= Synroc =

Synroc, a portmanteau of "synthetic rock", is a means of safely storing radioactive waste. It was pioneered in 1978 by a team led by Professor Ted Ringwood at the Australian National University, with further research undertaken in collaboration with ANSTO at research laboratories in Lucas Heights.

==Manufacture==
Synroc is composed of three titanate minerals – hollandite, zirconolite and perovskite – plus rutile and a small amount of metal alloy. These are combined into a slurry to which is added a portion of high-level liquid nuclear waste. The mixture is dried and calcined at 750 C to produce a powder.

The powder is then compressed in a process known as hot isostatic pressing (HIP), where it is compressed within a bellows-like stainless steel container at temperatures of 1150–1200 C.

The result is a cylinder of hard, dense, black synthetic rock.

==Comparisons==
If stored in a liquid form, nuclear waste can enter the environment and the waterways, and cause widespread damage. As a solid, these risks are greatly minimised.

Unlike borosilicate glass, which is amorphous, Synroc is a ceramic that incorporates the radioactive waste into its crystal structure. Naturally occurring rocks can store radioactive materials for long periods. The aim of Synroc is to imitate this by converting liquid into a crystalline structure and use to store radioactive waste. Synroc-based glass composite materials (GCM) combine the process and chemical flexibility of glass with the superior chemical durability of ceramics and can achieve higher waste loadings.

Different types of Synroc waste forms (ratios of component minerals, specific HIP pressures and temperatures etc.) can be developed for the immobilisation of different types of waste. Only zirconolite and perovskite can accommodate actinides. The exact proportions of the main phases vary depending on the HLW composition. For example, Synroc-C is designed to contain about 20% by weight of calcined HLW and it consists of approximately (% by weight): 30 – hollandite; 30 – zirconolite; 20 – perovskite and 20 – Ti-oxides and other phases. Immobilising weapons-grade plutonium or transuranium wastes instead of bulk HLW may essentially change the Synroc phase composition to primarily zirconolite-based or a pyrochlore-based ceramic. The starting precursor for Synroc-C fabrication contains ~57% by weight TiO_{2} and 2% by weight metallic Ti. The metallic titanium provides reducing conditions during ceramic synthesis and helps decrease volatilisation of radioactive cesium.

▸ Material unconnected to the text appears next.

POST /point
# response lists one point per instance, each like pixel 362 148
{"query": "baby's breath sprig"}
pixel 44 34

Synroc is not a disposal method. Synroc still has to be stored. Even though the waste is held in a solid lattice and prevented from spreading, it is still radioactive and can have a negative effect on its surroundings. Synroc is a superior method of nuclear waste storage because it minimises leaching.

==Production use==

In 1997 Synroc was tested with real HLW using technology developed jointly by ANSTO and the US DoE's Argonne National Laboratory.
In January 2010, the United States Department of Energy selected hot isostatic pressing (HIP) for processing waste at the Idaho National Laboratory.

In April 2008, the Battelle Energy Alliance signed a contract with ANSTO to demonstrate the benefits of Synroc in processing waste managed by Batelle as part of its contract to manage the Idaho National Laboratory.

Synroc was chosen in April 2005 for a multimillion-dollar "demonstration" contract to eliminate 5 MT of plutonium-contaminated waste at British Nuclear Fuel's Sellafield plant, on the northwest coast of England.